If you have gotten this far, you now have a scalable systems for localization, but you are not done yet — there are a few other issues to address. Firstly, in order to utilize the translations on your app, you need to specify the translation keys manually, by doing something like the following:
"hello_en".tr()
The problem with this is that as a developer, you are not aware what translation keys exist or you might misspell a translation key. Consequently, you will end up in that same undesired situation where your users see “hello-en” instead of “Good Morning!” To solve this, you could have a separate file in your app directory where you manually specify your translation keys. However, you should always automate something that is tedious and can be automated — and this problem fits that definition.
The approach that I followed was to create a separate package hosted on a different Github repository than my app, which would contain the translation keys. This package should have its own pubspec.yaml file and its own lib directory. After doing this, you can import the package as a dependency via the app’s pubspec.yaml file:
translations git: url: [link to Github repository]

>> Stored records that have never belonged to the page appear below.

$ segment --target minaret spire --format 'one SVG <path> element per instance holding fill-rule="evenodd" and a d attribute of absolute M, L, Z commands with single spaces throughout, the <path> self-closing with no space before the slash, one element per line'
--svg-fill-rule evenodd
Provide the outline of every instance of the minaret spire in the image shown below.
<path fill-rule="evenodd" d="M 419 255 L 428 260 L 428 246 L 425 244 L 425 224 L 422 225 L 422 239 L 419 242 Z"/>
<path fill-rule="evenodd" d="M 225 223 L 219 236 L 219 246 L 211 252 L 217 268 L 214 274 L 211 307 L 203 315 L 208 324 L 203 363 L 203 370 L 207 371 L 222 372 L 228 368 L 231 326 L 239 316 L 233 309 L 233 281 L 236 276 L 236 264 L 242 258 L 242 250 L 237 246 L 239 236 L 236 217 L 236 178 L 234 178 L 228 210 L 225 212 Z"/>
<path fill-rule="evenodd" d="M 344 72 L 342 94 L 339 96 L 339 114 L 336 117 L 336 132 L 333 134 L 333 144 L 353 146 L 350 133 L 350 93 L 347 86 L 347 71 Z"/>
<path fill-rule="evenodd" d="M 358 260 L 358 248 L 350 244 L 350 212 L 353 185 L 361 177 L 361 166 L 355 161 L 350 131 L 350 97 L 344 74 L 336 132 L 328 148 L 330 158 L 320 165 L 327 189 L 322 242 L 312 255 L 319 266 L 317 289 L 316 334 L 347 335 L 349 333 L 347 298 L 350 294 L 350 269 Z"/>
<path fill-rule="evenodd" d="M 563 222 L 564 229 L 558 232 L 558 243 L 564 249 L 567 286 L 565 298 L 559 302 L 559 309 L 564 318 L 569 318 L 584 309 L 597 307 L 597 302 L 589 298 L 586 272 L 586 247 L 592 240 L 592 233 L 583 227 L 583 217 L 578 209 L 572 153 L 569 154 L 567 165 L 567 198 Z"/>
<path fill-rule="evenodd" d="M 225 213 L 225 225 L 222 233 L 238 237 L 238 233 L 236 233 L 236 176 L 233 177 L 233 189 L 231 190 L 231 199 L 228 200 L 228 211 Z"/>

To import a private repository, you will need to utilize a Github authorization key in the link. You might be thinking that updating this package requires the same amount of effort as updating a local file in the app directory. Well, the answer is no if you get your backend to update the translation keys by committing changes to the repository whenever you update the translations. To do this, I utilized the following library to authenticate a Github account and commit changes to the repository:
Problem solved… Now to move onto the final problem that I needed to address: how to show translations when the app has poor connectivity and cannot retrieve them from the cloud storage provider. Simple… Add an assets folder to the same package you are storing the translation keys; and in that folder, store the same JSON file that you uploaded to Google Cloud Storage. By doing this, the app will also pull the translation file in addition to the translation keys when it is initially compiled. In the app, whenever EasyLocalization is not able to retrieve the translations over the network, you can simply load the local translations with the TestAssetLoader. Before running the app, you can test the network connection by wrapping the following statement in a try and catch, and then changing the paths and loaders accordingly:
await HttpAssetLoader().load(translationsPath, Locale(‘en’));
After following this post until now, you should have a scalable, fault tolerant, and user friendly localization architecture for your mobile apps. You can apply this approach to other mobile frameworks besides Flutter by just using a different package in place of easy_localization. I hope you found this helpful and thanks for giving this a read!